All banded together because they recognized the devastating impact a closure like this could have on the community, he said. It not only would have displaced more than 700 workers, it would have financially impacted the businesses surrounding the facility, Ryan said. The center is at 1900 W. Redlands Blvd.

“There was a tremendous effort that was generated in lobbying to save this particular processing center and it paid off,” Thurston said. “We had every elected official from Washington down to (San Bernardino) county lobbying for the correct decision to be made.”

Mayor Pete Aguilar sent a letter US Postmaster General Patrick Donohue asking him to consider the harm it could do.

“It’s a big deal,” Aguilar said. “This is very important for Redlands.
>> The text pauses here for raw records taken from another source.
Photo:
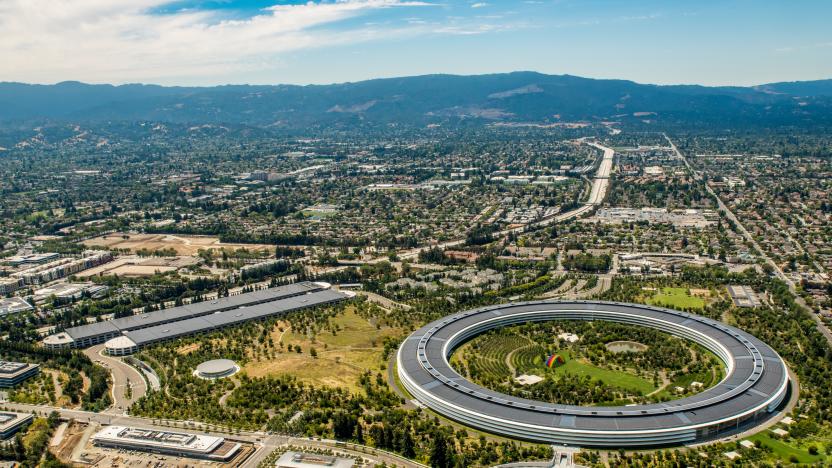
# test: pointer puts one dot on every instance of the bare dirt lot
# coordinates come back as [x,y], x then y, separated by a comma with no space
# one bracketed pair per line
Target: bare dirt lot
[182,244]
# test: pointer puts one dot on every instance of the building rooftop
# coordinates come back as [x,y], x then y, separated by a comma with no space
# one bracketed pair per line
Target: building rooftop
[13,305]
[158,439]
[312,460]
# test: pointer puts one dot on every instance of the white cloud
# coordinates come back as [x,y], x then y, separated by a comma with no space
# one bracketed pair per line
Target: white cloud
[114,41]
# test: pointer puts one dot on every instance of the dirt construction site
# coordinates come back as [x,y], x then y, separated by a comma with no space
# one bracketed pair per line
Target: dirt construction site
[182,244]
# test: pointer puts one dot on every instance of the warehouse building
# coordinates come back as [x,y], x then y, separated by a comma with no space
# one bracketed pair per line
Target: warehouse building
[139,330]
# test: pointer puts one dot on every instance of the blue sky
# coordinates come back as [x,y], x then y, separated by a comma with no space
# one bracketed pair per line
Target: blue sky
[207,42]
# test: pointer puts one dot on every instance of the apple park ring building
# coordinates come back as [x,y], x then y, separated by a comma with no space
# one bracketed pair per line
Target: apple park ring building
[756,380]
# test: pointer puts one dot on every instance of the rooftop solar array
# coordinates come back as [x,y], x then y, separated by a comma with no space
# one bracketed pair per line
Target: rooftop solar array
[150,319]
[145,336]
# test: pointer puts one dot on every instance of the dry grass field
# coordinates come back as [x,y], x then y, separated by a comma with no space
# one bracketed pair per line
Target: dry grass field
[341,359]
[182,244]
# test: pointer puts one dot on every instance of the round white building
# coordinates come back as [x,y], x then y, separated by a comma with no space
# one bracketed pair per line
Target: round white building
[216,369]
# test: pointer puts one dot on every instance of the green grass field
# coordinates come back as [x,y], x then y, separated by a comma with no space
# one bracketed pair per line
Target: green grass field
[621,379]
[785,451]
[676,297]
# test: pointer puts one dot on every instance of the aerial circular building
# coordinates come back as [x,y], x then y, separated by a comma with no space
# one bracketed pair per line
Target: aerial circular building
[755,385]
[216,369]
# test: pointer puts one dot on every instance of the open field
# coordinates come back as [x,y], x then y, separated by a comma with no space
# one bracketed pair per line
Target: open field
[676,297]
[341,360]
[502,356]
[182,244]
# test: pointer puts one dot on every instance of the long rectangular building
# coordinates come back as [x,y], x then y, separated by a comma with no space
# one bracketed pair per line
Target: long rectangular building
[178,444]
[169,322]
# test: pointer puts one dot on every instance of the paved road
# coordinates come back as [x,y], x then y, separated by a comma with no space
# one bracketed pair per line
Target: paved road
[265,443]
[748,237]
[123,375]
[600,187]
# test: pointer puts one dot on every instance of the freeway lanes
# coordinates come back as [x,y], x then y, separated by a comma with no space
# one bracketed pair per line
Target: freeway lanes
[597,194]
[748,237]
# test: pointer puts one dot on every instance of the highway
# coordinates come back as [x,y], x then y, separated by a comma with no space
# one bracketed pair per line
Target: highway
[748,237]
[265,443]
[597,193]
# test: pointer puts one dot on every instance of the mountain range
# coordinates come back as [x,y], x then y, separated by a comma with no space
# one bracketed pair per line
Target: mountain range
[515,98]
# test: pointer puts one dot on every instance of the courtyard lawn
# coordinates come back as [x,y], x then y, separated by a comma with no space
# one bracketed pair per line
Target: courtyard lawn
[679,298]
[610,377]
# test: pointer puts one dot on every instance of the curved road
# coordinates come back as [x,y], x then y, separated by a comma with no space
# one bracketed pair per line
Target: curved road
[123,375]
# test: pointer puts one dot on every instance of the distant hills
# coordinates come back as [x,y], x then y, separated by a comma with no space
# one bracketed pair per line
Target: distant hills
[520,97]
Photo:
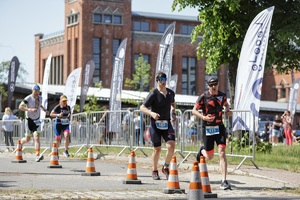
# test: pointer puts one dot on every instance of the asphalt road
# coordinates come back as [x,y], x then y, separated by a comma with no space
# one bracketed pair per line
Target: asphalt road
[32,180]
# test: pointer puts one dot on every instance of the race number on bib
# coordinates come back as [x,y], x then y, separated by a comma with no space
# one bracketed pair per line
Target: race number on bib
[64,121]
[161,124]
[212,130]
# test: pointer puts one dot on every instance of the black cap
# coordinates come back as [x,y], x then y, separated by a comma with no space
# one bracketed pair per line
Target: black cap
[160,75]
[212,80]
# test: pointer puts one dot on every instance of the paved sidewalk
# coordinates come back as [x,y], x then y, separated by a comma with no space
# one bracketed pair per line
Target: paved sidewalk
[32,180]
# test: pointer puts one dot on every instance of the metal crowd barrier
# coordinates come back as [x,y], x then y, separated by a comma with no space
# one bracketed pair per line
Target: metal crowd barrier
[130,130]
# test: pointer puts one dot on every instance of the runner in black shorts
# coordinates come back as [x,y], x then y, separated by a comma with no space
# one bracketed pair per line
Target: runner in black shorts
[211,104]
[62,114]
[162,101]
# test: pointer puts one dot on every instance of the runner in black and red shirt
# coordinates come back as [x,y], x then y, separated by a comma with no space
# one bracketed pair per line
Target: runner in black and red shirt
[162,103]
[211,103]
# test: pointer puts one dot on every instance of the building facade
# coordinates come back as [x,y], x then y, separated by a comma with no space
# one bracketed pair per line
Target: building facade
[94,30]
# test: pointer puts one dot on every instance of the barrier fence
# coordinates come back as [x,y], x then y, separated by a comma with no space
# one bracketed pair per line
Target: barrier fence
[92,130]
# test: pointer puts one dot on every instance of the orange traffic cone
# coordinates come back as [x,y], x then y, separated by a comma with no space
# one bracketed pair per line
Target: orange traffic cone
[173,181]
[19,157]
[131,177]
[195,191]
[54,157]
[205,180]
[90,169]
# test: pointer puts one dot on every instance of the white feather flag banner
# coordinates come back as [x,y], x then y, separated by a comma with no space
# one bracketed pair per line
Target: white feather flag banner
[72,87]
[250,71]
Preserving those 700 jobs is important to Redlands and important to the local economy. And this shows what we can do when we work together.”

Local officials, working with congressional representatives, came together to advocate for jobs in the region, Aguilar said.

While there was reason for joy in Redlands, others were obviously not as fortunate, Ryan said. The City of Industry Processing and Distribution Center was among the locations marked for closure after May 15, though California Secretary of State Debra Bowen is calling for closures to be .

The crisis currently gripping the Postal Service was created by a mandate to prefund future retiree benefits which could cost billions over the next 10 years, Ryan said.

Postal workers continue their fight against legislation that would do away with door-to-door delivery and Saturday service, Ryan said. The union is also fighting some legislators who want to privatize the postal service, which Ryan said could affect how many services are offered.

“We’re not here just for profit,” Ryan said. “The Postal Service is in the constitution. It’s not supposed to be for profit. It’s supposed to serve the public. And it served it well until this new (prefunding) law.”

The Postal Service is not taxpayer funded. It is supported through the sale of postage, postal products and services.